The Dragon Reborn by Robert Jordan

In a quest to refresh myself to the Wheel of Time series before reading the last three novels in the series, I checked out the audio version of the only book in The Wheel of Time series my library had (book two, The Great Hunt). After it was finished, I assumed I would skip ahead to book ten or eleven and read on from there.

And I did. I got over 100 pages into book ten, Crossroads of Twilight, then realized that I was disappointed by how much I missed. Rather than power through or read the summaries (short or long), I went back to my bookshelf and pulled out The Dragon Reborn for the first time since 1991.

I have carted this book along with the entire series published to date (in both hardback and paperback, because I'm obsessed that way) from my parents' house and through three subsequent moves, each time wrapping them with love, and unpackaging and shelving them with care. The books made a huge impression on my teenage self—as a writer and a reader—and it was as much that memory I was honoring as the books themselves. Every Christmas for eight years, I got a brand-new Jordan to add to my collection...and then I would hole myself away for my winter break, reading late into the night, losing myself in the novels.

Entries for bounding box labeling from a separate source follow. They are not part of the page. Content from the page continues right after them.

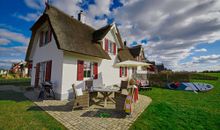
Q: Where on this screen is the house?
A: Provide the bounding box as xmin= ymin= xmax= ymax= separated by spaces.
xmin=26 ymin=4 xmax=148 ymax=100
xmin=0 ymin=69 xmax=8 ymax=75
xmin=9 ymin=61 xmax=28 ymax=77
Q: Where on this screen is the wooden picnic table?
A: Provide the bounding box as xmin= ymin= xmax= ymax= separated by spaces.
xmin=93 ymin=87 xmax=120 ymax=107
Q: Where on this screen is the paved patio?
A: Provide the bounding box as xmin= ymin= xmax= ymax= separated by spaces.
xmin=0 ymin=87 xmax=151 ymax=130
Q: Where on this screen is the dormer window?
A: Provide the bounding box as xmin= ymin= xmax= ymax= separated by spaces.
xmin=39 ymin=27 xmax=52 ymax=47
xmin=105 ymin=38 xmax=116 ymax=55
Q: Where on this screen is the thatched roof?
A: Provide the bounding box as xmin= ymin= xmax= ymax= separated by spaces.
xmin=93 ymin=24 xmax=112 ymax=41
xmin=26 ymin=5 xmax=111 ymax=61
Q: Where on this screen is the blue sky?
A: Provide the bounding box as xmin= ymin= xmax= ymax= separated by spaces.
xmin=0 ymin=0 xmax=220 ymax=71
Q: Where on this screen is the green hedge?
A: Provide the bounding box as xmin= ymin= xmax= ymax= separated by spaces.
xmin=148 ymin=73 xmax=218 ymax=87
xmin=190 ymin=73 xmax=218 ymax=80
xmin=148 ymin=73 xmax=190 ymax=87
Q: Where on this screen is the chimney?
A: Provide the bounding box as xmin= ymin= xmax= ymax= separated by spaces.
xmin=124 ymin=41 xmax=127 ymax=47
xmin=78 ymin=10 xmax=86 ymax=23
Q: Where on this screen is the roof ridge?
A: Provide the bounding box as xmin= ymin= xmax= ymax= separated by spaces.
xmin=44 ymin=4 xmax=96 ymax=31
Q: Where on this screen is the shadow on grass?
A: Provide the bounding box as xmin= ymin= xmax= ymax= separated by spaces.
xmin=27 ymin=102 xmax=73 ymax=112
xmin=81 ymin=109 xmax=127 ymax=119
xmin=0 ymin=90 xmax=29 ymax=102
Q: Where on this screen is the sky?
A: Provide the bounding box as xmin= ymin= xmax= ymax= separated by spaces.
xmin=0 ymin=0 xmax=220 ymax=71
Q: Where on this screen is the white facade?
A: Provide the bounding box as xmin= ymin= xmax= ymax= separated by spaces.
xmin=30 ymin=23 xmax=126 ymax=100
xmin=61 ymin=26 xmax=126 ymax=99
xmin=31 ymin=23 xmax=63 ymax=98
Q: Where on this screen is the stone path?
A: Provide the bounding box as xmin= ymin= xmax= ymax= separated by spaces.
xmin=0 ymin=87 xmax=151 ymax=130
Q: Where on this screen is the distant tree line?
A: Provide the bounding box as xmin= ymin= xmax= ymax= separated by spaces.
xmin=202 ymin=70 xmax=220 ymax=73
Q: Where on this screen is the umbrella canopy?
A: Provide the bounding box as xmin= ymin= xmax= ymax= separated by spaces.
xmin=114 ymin=60 xmax=152 ymax=67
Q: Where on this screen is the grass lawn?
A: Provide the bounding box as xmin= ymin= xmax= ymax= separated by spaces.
xmin=130 ymin=73 xmax=220 ymax=130
xmin=0 ymin=91 xmax=66 ymax=130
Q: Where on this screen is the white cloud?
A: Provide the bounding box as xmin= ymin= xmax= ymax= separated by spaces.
xmin=194 ymin=48 xmax=207 ymax=52
xmin=51 ymin=0 xmax=110 ymax=29
xmin=51 ymin=0 xmax=82 ymax=18
xmin=13 ymin=13 xmax=40 ymax=22
xmin=113 ymin=0 xmax=220 ymax=70
xmin=88 ymin=0 xmax=112 ymax=16
xmin=24 ymin=0 xmax=46 ymax=10
xmin=0 ymin=28 xmax=29 ymax=45
xmin=0 ymin=38 xmax=10 ymax=45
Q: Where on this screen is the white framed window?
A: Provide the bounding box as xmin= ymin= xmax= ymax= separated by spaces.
xmin=132 ymin=67 xmax=137 ymax=74
xmin=108 ymin=40 xmax=113 ymax=53
xmin=122 ymin=67 xmax=127 ymax=77
xmin=84 ymin=61 xmax=92 ymax=78
xmin=40 ymin=62 xmax=46 ymax=83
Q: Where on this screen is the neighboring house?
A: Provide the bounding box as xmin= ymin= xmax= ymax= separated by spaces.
xmin=118 ymin=42 xmax=148 ymax=74
xmin=26 ymin=5 xmax=147 ymax=100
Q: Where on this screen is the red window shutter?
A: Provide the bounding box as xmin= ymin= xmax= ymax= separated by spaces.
xmin=77 ymin=60 xmax=84 ymax=81
xmin=34 ymin=63 xmax=40 ymax=87
xmin=105 ymin=38 xmax=108 ymax=52
xmin=45 ymin=61 xmax=52 ymax=81
xmin=125 ymin=67 xmax=128 ymax=76
xmin=119 ymin=67 xmax=122 ymax=77
xmin=39 ymin=31 xmax=44 ymax=47
xmin=113 ymin=43 xmax=116 ymax=55
xmin=47 ymin=27 xmax=52 ymax=42
xmin=93 ymin=63 xmax=98 ymax=79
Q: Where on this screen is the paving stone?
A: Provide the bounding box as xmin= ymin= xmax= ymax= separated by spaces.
xmin=24 ymin=88 xmax=151 ymax=130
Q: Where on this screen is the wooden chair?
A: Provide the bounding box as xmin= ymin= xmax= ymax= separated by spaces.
xmin=72 ymin=84 xmax=89 ymax=110
xmin=115 ymin=93 xmax=127 ymax=112
xmin=85 ymin=80 xmax=97 ymax=105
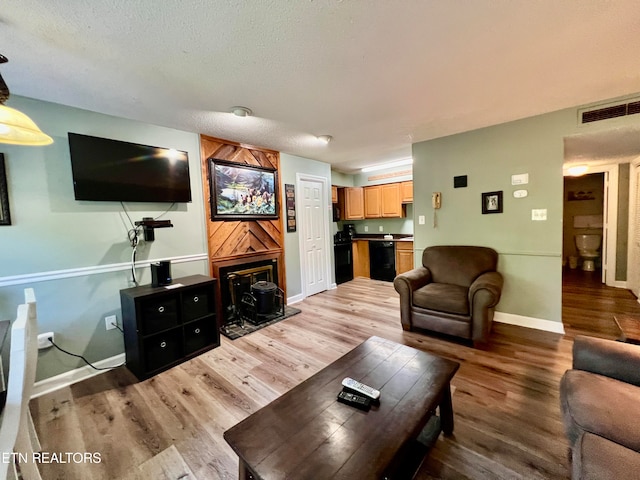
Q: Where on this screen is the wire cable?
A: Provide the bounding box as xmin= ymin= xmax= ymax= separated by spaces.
xmin=48 ymin=337 xmax=127 ymax=370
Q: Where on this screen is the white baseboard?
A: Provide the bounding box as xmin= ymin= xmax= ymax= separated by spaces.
xmin=493 ymin=312 xmax=564 ymax=335
xmin=287 ymin=293 xmax=304 ymax=305
xmin=31 ymin=353 xmax=125 ymax=398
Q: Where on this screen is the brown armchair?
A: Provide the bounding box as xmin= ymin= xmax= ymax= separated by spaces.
xmin=393 ymin=245 xmax=503 ymax=343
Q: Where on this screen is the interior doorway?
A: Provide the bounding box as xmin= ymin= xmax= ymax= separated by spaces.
xmin=296 ymin=174 xmax=331 ymax=297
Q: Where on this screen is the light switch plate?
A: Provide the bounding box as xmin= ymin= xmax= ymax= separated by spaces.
xmin=511 ymin=173 xmax=529 ymax=185
xmin=531 ymin=208 xmax=547 ymax=221
xmin=513 ymin=190 xmax=529 ymax=198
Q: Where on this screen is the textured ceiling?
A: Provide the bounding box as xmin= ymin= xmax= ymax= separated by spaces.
xmin=0 ymin=0 xmax=640 ymax=171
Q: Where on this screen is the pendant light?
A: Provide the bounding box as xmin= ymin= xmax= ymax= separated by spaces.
xmin=0 ymin=54 xmax=53 ymax=146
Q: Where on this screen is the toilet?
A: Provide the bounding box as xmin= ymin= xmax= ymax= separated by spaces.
xmin=575 ymin=235 xmax=602 ymax=272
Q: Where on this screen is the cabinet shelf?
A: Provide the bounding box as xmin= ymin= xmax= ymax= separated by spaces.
xmin=120 ymin=275 xmax=220 ymax=380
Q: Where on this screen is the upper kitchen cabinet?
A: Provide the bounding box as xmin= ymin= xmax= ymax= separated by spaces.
xmin=364 ymin=185 xmax=382 ymax=218
xmin=364 ymin=183 xmax=406 ymax=218
xmin=338 ymin=187 xmax=364 ymax=220
xmin=400 ymin=180 xmax=413 ymax=203
xmin=380 ymin=183 xmax=405 ymax=218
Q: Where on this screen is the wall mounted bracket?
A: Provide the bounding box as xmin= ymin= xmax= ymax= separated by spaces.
xmin=135 ymin=217 xmax=173 ymax=242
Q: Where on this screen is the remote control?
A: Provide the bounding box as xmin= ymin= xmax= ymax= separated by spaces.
xmin=338 ymin=390 xmax=371 ymax=411
xmin=342 ymin=377 xmax=380 ymax=402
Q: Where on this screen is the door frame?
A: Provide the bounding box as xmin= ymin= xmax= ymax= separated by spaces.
xmin=627 ymin=157 xmax=640 ymax=296
xmin=588 ymin=163 xmax=620 ymax=287
xmin=296 ymin=172 xmax=333 ymax=299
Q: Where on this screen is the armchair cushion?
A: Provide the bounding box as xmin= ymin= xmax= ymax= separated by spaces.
xmin=413 ymin=283 xmax=469 ymax=315
xmin=393 ymin=245 xmax=503 ymax=343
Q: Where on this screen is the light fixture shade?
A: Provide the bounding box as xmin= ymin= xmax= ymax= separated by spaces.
xmin=567 ymin=165 xmax=589 ymax=177
xmin=231 ymin=106 xmax=253 ymax=117
xmin=0 ymin=105 xmax=53 ymax=146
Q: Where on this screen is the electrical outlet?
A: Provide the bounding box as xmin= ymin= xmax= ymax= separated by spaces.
xmin=104 ymin=315 xmax=118 ymax=330
xmin=38 ymin=332 xmax=55 ymax=350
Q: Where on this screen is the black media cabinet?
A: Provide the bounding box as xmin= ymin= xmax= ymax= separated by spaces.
xmin=120 ymin=275 xmax=220 ymax=380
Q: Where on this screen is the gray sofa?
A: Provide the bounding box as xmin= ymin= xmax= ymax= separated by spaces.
xmin=393 ymin=245 xmax=503 ymax=344
xmin=560 ymin=336 xmax=640 ymax=480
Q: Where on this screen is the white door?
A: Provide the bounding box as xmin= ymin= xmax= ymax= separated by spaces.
xmin=298 ymin=179 xmax=329 ymax=296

Now, 20 years later (!!), I thought some of my appreciation of the book, and frankly, my idolization of Jordan, would have built up the grandeur of the series in my imagination. In fact, I've thought this for years, which was one of the reasons I didn't reread any of the novels along the way. And while I remember the series sagging in the middle, book three was everything I remembered: fast paced, descriptive, and hard to put down. Even better, some of the scenes that seemed to drag to my teenage mind were entertaining to my thirtysomething-year-old mind (I wish I could pinpoint which; I'm sure it would help me as a writer to know).

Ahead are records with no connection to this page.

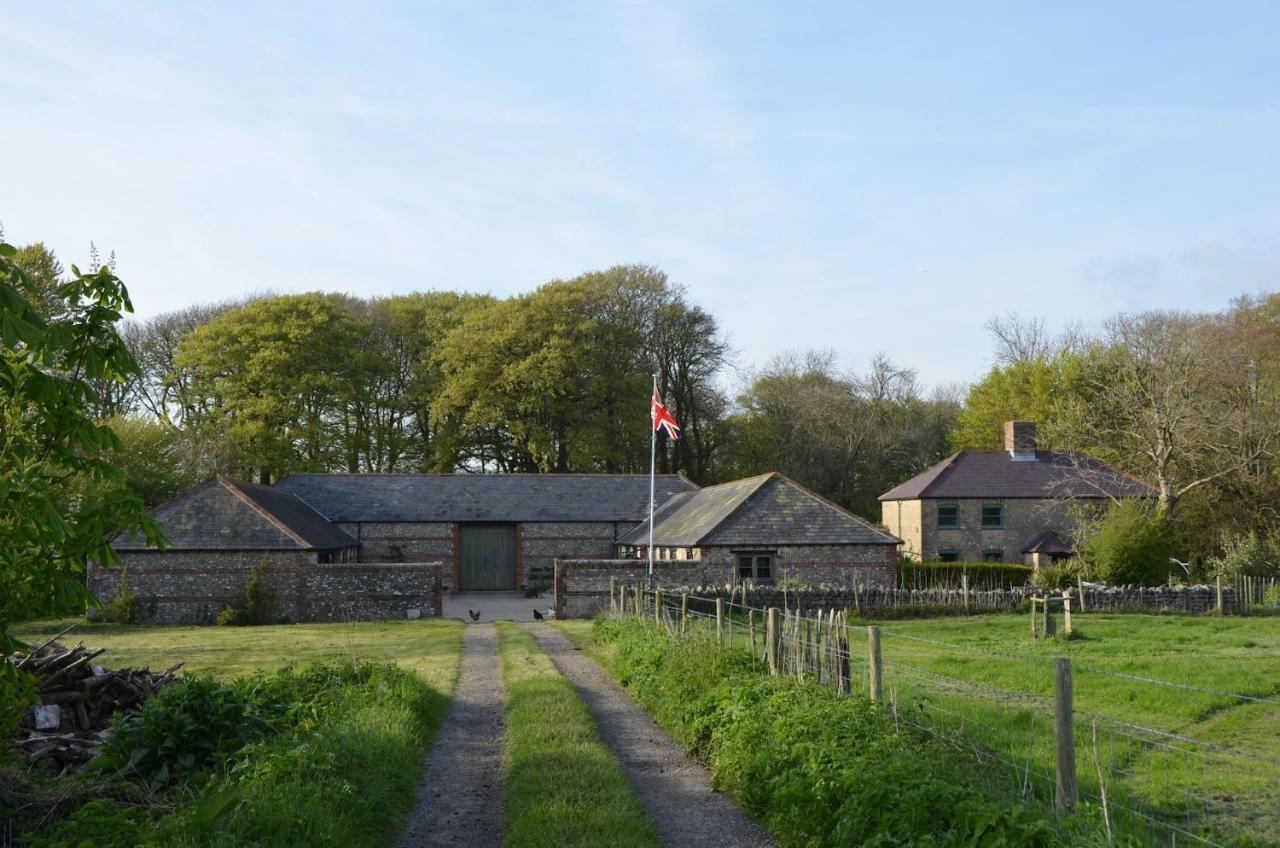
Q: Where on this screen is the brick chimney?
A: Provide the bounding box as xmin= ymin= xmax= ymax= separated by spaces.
xmin=1005 ymin=421 xmax=1036 ymax=462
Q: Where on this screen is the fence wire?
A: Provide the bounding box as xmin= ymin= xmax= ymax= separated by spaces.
xmin=611 ymin=587 xmax=1280 ymax=845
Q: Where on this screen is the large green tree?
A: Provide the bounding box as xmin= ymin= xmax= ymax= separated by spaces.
xmin=174 ymin=292 xmax=375 ymax=480
xmin=723 ymin=351 xmax=956 ymax=520
xmin=433 ymin=265 xmax=726 ymax=479
xmin=0 ymin=243 xmax=163 ymax=735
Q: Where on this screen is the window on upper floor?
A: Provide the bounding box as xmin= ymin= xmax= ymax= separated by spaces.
xmin=938 ymin=503 xmax=960 ymax=528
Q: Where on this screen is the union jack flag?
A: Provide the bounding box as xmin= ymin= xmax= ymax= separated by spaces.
xmin=652 ymin=389 xmax=680 ymax=441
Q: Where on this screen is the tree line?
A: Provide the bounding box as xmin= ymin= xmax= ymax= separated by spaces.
xmin=14 ymin=235 xmax=1280 ymax=563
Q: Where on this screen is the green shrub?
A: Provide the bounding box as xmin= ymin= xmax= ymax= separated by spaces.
xmin=37 ymin=662 xmax=448 ymax=848
xmin=1032 ymin=559 xmax=1093 ymax=589
xmin=1084 ymin=501 xmax=1172 ymax=585
xmin=216 ymin=560 xmax=275 ymax=626
xmin=1210 ymin=532 xmax=1280 ymax=580
xmin=596 ymin=619 xmax=1061 ymax=848
xmin=165 ymin=664 xmax=448 ymax=848
xmin=28 ymin=798 xmax=159 ymax=848
xmin=95 ymin=676 xmax=268 ymax=788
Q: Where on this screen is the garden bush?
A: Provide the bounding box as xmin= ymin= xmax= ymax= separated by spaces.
xmin=1084 ymin=501 xmax=1172 ymax=585
xmin=596 ymin=619 xmax=1065 ymax=848
xmin=1210 ymin=532 xmax=1280 ymax=580
xmin=897 ymin=560 xmax=1033 ymax=589
xmin=1032 ymin=560 xmax=1093 ymax=589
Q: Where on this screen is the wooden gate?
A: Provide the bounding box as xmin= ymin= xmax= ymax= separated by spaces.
xmin=458 ymin=524 xmax=516 ymax=592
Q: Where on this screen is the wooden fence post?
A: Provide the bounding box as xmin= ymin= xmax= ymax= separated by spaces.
xmin=764 ymin=607 xmax=782 ymax=675
xmin=1053 ymin=658 xmax=1076 ymax=812
xmin=867 ymin=624 xmax=883 ymax=703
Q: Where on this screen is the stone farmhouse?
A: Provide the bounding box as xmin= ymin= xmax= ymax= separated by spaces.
xmin=88 ymin=474 xmax=899 ymax=623
xmin=879 ymin=421 xmax=1156 ymax=567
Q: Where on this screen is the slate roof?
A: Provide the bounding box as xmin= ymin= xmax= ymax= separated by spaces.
xmin=879 ymin=451 xmax=1156 ymax=501
xmin=1020 ymin=530 xmax=1074 ymax=553
xmin=275 ymin=474 xmax=698 ymax=521
xmin=111 ymin=477 xmax=358 ymax=551
xmin=618 ymin=471 xmax=899 ymax=547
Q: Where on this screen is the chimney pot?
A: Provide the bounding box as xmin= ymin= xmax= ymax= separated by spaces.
xmin=1005 ymin=421 xmax=1036 ymax=460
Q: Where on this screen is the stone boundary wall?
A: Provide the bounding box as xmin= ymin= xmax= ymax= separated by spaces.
xmin=87 ymin=551 xmax=444 ymax=624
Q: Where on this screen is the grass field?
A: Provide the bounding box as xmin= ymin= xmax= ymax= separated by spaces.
xmin=498 ymin=621 xmax=659 ymax=848
xmin=14 ymin=619 xmax=465 ymax=694
xmin=576 ymin=614 xmax=1280 ymax=844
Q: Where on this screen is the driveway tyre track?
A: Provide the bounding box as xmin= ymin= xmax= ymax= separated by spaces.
xmin=401 ymin=624 xmax=506 ymax=848
xmin=521 ymin=624 xmax=776 ymax=848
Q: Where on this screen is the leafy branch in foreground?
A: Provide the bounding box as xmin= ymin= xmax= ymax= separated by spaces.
xmin=0 ymin=242 xmax=164 ymax=733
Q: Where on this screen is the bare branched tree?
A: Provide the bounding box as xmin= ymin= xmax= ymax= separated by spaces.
xmin=1055 ymin=311 xmax=1280 ymax=510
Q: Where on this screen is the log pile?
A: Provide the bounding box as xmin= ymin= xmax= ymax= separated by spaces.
xmin=0 ymin=628 xmax=182 ymax=772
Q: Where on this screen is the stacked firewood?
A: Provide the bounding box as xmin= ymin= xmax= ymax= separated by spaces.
xmin=9 ymin=630 xmax=182 ymax=771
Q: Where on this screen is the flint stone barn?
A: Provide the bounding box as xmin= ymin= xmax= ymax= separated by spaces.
xmin=618 ymin=471 xmax=899 ymax=585
xmin=88 ymin=474 xmax=897 ymax=623
xmin=879 ymin=421 xmax=1156 ymax=569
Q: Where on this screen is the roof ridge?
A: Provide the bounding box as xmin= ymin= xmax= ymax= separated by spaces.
xmin=698 ymin=471 xmax=782 ymax=544
xmin=215 ymin=474 xmax=311 ymax=550
xmin=774 ymin=471 xmax=902 ymax=543
xmin=275 ymin=471 xmax=703 ymax=479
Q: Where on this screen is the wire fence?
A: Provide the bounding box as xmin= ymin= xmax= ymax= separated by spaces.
xmin=609 ymin=587 xmax=1280 ymax=845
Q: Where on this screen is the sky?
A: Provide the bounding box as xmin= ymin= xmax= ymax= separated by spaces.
xmin=0 ymin=0 xmax=1280 ymax=386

Despite the entire series being based around Rand al'Thor, I've never particularly cared for his character, especially not in these early novels. He's whiny, and when he's not whiny, he's egotistical, and when he's not egotistical, he's melodramatic, and when he's not melodramatic, he's a jerk, and when he's not a jerk, he's insane, and when he's not insane...well, you get the point. Which is why I was delighted that Rand's parts were kept to a minimum, and all the other characters I like so much more—Egwene, Elayne, Mat, Nynaeve, Perrin, Faile, Moraine—were the center of each chapter.

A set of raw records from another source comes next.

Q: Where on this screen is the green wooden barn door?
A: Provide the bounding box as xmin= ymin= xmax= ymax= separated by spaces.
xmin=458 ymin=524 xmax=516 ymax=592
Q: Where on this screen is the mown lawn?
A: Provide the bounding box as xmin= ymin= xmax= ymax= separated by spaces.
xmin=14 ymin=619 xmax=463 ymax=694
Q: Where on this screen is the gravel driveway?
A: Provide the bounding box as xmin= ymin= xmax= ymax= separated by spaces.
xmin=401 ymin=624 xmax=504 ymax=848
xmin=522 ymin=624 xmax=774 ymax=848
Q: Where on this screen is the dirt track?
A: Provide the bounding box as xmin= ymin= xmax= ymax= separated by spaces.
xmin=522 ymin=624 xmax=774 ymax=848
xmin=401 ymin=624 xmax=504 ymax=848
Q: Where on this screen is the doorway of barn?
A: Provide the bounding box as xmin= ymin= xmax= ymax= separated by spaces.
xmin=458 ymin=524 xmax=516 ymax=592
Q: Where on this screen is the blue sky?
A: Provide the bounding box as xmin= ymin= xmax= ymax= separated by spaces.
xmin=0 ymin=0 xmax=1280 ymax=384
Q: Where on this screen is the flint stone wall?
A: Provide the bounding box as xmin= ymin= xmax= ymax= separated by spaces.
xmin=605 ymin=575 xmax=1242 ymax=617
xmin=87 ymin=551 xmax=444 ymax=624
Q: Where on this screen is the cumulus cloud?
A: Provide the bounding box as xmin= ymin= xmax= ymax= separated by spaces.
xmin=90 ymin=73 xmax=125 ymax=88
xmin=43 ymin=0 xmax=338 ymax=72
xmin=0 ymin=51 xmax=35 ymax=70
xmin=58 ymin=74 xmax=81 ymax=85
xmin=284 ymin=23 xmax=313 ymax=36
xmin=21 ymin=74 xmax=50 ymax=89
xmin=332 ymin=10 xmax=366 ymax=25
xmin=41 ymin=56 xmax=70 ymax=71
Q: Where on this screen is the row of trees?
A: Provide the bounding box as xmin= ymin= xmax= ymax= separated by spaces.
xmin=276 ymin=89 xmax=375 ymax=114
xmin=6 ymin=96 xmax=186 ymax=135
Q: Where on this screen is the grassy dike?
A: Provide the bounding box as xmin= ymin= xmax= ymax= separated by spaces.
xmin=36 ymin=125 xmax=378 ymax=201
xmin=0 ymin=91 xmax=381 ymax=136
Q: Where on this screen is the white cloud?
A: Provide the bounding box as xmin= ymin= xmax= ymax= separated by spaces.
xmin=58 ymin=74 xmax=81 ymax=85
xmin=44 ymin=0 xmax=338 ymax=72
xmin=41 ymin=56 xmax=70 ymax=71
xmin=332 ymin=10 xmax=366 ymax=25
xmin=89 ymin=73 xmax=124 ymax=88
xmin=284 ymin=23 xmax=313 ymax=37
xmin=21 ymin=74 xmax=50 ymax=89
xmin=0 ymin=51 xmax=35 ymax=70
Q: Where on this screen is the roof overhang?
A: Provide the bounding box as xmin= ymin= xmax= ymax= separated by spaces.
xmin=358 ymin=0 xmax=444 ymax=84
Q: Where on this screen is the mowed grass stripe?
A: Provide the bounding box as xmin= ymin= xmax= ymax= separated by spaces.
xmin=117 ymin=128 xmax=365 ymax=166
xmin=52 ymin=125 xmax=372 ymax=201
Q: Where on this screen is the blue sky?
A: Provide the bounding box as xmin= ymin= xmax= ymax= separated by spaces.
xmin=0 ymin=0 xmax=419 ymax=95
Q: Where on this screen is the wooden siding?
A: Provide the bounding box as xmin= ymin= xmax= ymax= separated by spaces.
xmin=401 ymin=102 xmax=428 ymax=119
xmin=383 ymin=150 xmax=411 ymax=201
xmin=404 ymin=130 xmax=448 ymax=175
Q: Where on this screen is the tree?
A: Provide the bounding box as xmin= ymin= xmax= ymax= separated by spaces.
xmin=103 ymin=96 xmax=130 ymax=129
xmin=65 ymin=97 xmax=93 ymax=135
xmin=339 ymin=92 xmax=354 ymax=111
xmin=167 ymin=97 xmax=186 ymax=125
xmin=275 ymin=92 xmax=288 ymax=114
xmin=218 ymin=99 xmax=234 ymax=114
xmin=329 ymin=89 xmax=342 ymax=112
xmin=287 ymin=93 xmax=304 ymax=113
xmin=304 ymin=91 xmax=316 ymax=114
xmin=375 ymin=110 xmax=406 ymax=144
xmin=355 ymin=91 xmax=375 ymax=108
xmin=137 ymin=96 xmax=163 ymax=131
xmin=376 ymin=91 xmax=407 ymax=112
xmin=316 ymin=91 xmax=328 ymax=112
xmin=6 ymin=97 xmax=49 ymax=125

I'm highly motivated to jump right into The Shadow Rising, but past experience of having an author sour on me if I read too many by the same person in a row means I won't be following this impulse. I am definitely looking forward to reacquainting myself to the entire series now, though!


Amanda said...

Aha, your Wheel of Time project continues! Robert Jordan is killer at plot development, I think, which is why his books are SO readable even when little things bug you (like your Rand dislike). I know what you mean about how overindulging in an author can be too much, but I say go with it when you're having so much fun!

Rebecca Chastain said...


I might have been tempted to go against my own rules and read the next in the series if I hadn't had Kim Harrison's Pale Demon sitting on my shelf for the last 9 months, just waiting for me. It is beyond time to delve into that wonderful novel! (Plus, it's a copy I got signed, and it makes me happy every time I open it and look at her quote and signature.)